DropBox was our first "cloud" service, mostly because it came with our Galaxy III phones and included 50GB of "bonus" space with the phones. Boy, that was a lot at the time.
We still have that space and keep some files there, but we moved on to Google Drive last year and then this past summer, to OneDrive when the 1TB offer came out.
We were still on Office 2010 at the time and I was going to skip 2013, but for $100 a year, I get a complete copy of Office 2013 including Publisher (which I didn't have for 2010, I was using a 2007 copy), and 1TB per user for 5 users.
That was a crazy good deal, so we did that, and now it is unlimited.
The client is fine... Still not great, but my hope is that they figure out that the client does matter and they work to improve it.
Where I live, yes, I get those speeds all the time.
We are fairly heavy users of the Internet. Between watching streaming shows on Amazon Instant Video, downloading games and apps on the PS3 and iPads, Steam games on the computer, Skype to video chat with family overseas, it works very well all the time.
I also use 6 different cloud services. For simple storage, iCloud, DropBox, Google Drive, and OneDrive. For backup, I use both Crashplan and Backblaze to backup all our computers in the house.
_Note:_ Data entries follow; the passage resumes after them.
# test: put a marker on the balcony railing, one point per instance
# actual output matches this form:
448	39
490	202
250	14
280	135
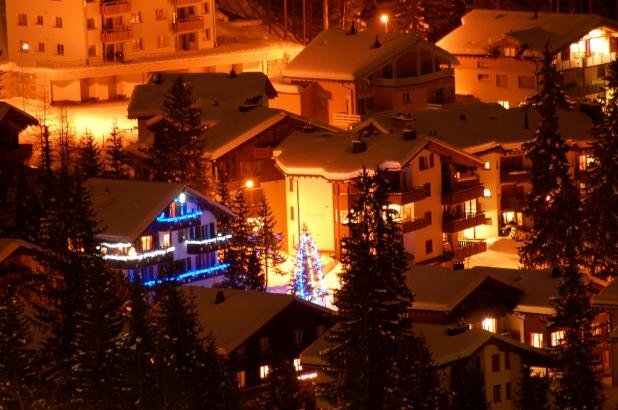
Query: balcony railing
193	23
197	246
115	34
456	223
466	248
411	225
456	196
512	204
115	7
515	176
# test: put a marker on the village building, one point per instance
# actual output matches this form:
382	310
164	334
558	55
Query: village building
12	122
496	136
500	52
81	51
456	351
155	230
254	329
341	77
435	189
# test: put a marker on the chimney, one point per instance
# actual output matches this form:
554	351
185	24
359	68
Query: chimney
359	146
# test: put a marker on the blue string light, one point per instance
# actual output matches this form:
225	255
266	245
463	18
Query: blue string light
174	219
187	275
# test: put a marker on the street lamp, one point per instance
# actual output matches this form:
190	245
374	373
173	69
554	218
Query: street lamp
25	46
384	19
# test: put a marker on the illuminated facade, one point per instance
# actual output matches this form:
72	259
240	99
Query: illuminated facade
158	231
499	53
435	189
341	78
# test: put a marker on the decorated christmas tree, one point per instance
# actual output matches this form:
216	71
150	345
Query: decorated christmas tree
308	281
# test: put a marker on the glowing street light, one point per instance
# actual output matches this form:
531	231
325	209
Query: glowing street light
384	19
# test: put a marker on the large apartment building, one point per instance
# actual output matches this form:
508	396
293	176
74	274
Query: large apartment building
499	53
84	50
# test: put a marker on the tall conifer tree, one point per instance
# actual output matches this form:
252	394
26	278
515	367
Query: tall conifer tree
553	198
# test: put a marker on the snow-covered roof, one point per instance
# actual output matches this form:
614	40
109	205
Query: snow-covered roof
125	208
481	29
477	127
532	288
341	56
608	297
334	159
208	89
8	111
242	313
8	246
446	347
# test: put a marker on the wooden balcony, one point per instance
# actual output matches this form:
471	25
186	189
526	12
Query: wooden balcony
512	204
456	223
115	7
407	197
411	225
458	195
515	176
116	34
187	24
466	248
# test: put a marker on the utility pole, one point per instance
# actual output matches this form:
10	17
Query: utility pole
325	14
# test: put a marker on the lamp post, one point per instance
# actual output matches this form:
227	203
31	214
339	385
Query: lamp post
384	19
25	46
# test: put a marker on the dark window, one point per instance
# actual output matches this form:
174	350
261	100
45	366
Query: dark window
495	362
428	247
497	395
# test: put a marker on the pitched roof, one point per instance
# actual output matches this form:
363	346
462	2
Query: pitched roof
337	161
534	288
482	28
477	127
9	245
339	55
8	111
208	89
445	348
125	208
241	314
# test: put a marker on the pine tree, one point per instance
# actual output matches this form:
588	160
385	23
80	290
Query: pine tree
532	391
553	199
115	155
17	371
307	279
268	242
189	369
244	271
180	140
281	390
468	387
579	381
373	327
90	162
409	17
600	225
I work from home, so I also VPN and remote desktop every day.
With 5 to 7 people using the Internet at the same time, both uploads and downloads, it works perfectly 99% of the time.
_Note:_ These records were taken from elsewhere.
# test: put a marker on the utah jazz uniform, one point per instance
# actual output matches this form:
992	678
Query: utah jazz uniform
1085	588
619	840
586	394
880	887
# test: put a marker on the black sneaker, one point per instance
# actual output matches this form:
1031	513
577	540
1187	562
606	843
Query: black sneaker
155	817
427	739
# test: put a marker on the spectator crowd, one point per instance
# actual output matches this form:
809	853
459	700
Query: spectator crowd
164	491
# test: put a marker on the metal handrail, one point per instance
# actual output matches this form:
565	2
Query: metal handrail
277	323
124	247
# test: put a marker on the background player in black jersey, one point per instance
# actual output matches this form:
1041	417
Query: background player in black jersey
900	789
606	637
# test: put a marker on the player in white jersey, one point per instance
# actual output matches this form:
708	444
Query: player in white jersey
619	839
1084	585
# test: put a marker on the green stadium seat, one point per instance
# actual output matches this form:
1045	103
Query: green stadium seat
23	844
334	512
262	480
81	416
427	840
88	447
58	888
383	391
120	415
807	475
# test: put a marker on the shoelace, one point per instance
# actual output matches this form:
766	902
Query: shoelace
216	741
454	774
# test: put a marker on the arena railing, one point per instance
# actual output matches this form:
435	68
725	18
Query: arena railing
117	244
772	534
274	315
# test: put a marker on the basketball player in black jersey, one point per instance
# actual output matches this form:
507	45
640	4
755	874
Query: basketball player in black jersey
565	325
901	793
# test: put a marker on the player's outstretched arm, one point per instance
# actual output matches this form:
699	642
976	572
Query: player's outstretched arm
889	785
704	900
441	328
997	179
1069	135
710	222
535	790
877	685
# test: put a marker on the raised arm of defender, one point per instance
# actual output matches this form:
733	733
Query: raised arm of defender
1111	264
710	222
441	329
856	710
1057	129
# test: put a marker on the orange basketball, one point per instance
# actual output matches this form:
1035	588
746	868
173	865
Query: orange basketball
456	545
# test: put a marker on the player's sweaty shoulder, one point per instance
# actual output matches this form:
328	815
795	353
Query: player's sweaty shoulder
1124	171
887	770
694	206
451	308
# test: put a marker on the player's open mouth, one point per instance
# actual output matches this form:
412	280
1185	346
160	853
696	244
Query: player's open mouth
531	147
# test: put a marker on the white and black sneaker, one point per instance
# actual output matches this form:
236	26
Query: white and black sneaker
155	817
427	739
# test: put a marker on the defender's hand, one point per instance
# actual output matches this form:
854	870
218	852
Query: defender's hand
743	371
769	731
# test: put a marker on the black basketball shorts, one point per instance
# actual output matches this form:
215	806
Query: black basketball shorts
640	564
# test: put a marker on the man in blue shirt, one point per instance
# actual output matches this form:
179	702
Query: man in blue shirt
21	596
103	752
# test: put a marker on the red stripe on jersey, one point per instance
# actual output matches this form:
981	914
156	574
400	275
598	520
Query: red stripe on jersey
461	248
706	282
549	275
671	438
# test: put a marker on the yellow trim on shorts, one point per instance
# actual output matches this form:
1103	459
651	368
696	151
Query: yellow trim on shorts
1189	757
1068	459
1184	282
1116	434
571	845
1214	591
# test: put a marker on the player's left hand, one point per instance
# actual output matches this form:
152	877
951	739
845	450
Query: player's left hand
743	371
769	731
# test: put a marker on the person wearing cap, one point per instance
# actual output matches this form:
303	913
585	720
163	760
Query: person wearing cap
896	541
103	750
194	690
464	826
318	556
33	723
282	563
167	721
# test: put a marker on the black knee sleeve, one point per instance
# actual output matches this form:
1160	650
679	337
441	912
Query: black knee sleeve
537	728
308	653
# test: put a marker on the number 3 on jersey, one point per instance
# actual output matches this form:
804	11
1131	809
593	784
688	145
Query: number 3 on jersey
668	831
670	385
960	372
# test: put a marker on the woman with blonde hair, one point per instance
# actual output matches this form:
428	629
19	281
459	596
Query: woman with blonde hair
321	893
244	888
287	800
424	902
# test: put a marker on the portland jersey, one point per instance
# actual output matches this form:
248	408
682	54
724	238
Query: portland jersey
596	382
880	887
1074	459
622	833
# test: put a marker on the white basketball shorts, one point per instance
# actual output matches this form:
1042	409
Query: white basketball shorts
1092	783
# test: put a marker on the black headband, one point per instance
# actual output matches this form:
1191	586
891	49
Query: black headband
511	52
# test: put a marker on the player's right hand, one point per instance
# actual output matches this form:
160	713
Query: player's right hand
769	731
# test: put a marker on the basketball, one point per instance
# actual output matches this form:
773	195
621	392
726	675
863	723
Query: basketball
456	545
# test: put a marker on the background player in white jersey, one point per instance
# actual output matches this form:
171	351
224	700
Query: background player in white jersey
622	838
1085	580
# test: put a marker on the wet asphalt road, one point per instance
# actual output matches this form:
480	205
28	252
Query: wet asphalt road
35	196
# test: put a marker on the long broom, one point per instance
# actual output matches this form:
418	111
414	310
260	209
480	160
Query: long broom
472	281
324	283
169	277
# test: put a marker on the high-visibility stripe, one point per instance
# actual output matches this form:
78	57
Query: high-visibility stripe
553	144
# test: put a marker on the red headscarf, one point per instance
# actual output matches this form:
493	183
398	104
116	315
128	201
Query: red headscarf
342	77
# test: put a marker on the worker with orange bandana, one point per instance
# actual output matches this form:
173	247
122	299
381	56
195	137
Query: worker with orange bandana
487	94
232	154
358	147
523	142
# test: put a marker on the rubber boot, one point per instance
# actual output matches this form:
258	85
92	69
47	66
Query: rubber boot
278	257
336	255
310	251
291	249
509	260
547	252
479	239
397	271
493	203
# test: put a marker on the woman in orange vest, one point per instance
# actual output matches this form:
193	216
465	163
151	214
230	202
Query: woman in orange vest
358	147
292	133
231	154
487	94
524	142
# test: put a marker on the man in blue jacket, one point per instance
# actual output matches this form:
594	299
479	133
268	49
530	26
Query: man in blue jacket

That is one reason why I pay extra for the 150/150 plan, gives me 18 megabytes up and down, and I really do see the full speed. It used to be 150 down, 65 up, but they just gave us a free upgrade to 150/150 this month, no complaints...
Other than perhaps the cost, but it is what it is... $105 a month for that speed...
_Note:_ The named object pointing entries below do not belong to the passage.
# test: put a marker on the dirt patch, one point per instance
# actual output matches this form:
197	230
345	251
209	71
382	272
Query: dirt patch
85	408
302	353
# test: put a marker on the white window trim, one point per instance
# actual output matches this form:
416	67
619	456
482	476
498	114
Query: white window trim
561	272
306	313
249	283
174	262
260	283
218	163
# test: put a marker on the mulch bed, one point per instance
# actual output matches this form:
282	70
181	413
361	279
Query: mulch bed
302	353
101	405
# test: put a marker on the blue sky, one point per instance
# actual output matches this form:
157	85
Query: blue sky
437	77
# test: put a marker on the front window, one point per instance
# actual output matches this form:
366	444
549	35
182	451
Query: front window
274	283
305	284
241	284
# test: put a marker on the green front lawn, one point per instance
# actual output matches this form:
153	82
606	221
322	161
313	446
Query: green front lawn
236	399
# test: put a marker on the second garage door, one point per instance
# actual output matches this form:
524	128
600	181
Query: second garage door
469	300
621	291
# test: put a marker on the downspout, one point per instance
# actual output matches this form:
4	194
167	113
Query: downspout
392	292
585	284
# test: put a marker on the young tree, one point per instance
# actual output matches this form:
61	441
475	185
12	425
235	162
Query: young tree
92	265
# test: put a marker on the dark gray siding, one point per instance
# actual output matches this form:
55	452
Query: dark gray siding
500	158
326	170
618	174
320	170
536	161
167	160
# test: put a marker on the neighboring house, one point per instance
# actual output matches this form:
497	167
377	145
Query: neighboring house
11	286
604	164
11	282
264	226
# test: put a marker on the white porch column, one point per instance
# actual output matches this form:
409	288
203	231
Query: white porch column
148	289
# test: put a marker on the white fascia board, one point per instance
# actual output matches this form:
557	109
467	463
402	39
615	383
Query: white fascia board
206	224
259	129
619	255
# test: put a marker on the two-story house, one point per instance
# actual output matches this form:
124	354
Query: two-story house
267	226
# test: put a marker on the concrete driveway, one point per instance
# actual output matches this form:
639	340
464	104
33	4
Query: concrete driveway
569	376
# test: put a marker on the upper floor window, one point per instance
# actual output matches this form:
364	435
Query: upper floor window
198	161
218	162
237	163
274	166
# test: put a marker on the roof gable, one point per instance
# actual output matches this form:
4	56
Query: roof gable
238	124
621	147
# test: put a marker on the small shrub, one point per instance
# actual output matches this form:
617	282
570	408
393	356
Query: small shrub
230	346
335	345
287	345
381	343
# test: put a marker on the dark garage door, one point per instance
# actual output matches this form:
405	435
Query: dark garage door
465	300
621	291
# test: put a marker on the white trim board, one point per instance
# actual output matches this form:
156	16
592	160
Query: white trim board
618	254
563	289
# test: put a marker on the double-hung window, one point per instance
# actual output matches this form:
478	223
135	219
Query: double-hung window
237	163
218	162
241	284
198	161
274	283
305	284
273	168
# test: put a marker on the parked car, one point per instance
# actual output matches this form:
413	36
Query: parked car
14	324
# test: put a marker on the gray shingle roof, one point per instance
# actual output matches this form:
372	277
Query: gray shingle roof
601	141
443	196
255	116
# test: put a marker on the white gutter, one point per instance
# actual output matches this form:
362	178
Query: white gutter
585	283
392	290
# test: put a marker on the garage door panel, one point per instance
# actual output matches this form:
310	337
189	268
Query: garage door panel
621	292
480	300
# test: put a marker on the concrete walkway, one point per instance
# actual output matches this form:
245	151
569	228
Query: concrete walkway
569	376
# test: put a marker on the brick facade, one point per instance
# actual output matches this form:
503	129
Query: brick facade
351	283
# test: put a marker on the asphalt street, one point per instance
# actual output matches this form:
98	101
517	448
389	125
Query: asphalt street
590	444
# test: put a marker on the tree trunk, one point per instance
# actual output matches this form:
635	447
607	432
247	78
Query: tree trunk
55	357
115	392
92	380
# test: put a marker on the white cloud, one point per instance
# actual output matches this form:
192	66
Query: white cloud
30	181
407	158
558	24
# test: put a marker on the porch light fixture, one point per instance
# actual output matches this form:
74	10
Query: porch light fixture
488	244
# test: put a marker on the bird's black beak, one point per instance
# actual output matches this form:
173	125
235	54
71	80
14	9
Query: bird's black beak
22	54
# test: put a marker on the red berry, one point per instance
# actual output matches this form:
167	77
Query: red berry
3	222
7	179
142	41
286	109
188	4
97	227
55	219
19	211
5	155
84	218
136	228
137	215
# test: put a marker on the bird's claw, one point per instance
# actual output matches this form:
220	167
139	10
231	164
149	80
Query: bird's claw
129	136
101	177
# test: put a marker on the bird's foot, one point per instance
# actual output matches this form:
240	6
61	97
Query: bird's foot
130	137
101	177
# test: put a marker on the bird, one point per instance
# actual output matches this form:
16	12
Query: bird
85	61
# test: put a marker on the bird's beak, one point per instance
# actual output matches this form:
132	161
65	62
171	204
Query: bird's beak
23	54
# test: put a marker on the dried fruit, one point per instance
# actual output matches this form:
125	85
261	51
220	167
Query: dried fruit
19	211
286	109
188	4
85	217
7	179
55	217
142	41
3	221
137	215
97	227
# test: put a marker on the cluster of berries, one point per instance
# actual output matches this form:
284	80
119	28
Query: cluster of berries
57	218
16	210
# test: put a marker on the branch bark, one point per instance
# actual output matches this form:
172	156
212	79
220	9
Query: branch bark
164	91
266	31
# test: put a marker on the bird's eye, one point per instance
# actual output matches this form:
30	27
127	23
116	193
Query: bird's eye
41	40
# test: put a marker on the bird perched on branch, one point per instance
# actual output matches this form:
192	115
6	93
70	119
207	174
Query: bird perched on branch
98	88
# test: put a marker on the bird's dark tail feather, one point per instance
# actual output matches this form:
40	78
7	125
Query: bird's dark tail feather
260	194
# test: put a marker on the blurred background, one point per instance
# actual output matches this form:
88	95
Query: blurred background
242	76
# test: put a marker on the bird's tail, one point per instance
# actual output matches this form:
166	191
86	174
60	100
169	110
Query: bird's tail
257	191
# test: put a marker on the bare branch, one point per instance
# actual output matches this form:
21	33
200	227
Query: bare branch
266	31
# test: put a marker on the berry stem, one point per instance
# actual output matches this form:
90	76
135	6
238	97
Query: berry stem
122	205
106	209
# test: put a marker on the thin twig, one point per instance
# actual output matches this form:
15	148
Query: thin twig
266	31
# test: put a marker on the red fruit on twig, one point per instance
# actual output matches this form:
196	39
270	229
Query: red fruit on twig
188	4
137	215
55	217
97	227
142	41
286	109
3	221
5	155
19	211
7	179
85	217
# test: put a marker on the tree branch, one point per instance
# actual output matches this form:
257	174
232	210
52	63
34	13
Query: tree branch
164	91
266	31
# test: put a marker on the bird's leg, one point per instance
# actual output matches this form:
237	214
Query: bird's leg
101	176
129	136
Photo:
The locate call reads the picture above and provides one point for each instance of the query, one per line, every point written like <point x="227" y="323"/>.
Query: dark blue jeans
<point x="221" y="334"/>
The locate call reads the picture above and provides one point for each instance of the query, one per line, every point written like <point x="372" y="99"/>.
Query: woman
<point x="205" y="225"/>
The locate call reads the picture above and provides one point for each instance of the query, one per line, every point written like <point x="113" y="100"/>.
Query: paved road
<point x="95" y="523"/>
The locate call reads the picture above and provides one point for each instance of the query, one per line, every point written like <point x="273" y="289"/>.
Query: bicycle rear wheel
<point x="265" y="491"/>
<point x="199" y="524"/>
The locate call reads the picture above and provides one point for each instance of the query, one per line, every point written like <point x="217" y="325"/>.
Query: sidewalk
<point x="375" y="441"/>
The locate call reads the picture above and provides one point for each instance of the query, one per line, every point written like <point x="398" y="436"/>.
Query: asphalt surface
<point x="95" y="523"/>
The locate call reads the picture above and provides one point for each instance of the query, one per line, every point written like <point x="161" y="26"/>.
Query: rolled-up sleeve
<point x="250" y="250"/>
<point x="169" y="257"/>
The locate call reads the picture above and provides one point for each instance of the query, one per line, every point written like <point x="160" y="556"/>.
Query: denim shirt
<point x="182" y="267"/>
It was SkyDrive, until they had to rename it due to a lawsuit from British broadcaster BSkyB
But seriously, it'll be "unlimited" until disk space becomes an issue. Which is to say, it's unlimited until it isn't.
Fair point... Of course, with 8TB and 10TB drives starting to ship and larger tape solutions coming online, it is quite possible that the storage they can hold will continue to grow as fast, if not faster, than the demand.
Will people upload tons right away? Sure... but I don't think it will keep up from the initial surge, after all, does the average user really produce that much original content?
Home movies are probably the single largest source of "original content" and honestly the past 6 years of HD home video for us is only about half a TB. It is growing at maybe 100GB a year.
As for other "downloaded" content as you put it, don't you think that Microsoft is not just doing a "store once, mark for all" system, where they note that the same large files are being backed up by 10,000 users. They store a single copy and just put a pointer to that copy for everyone.
While that is a fair point... Those speeds will increase over time.
Just this month, Verizon FIOS upgraded our service with what they call "SpeedMatch":
http://campaign.verizon.com/fa...
So if you have 35 megabits down, now you have 35 megabits up. 75 down, 75 up, etc...
Granted, not everyone has FIOS, or can get it, but it may well provide pressure to others (Comcast we're looking at you) to match it.
Where there's a will, there's a relative.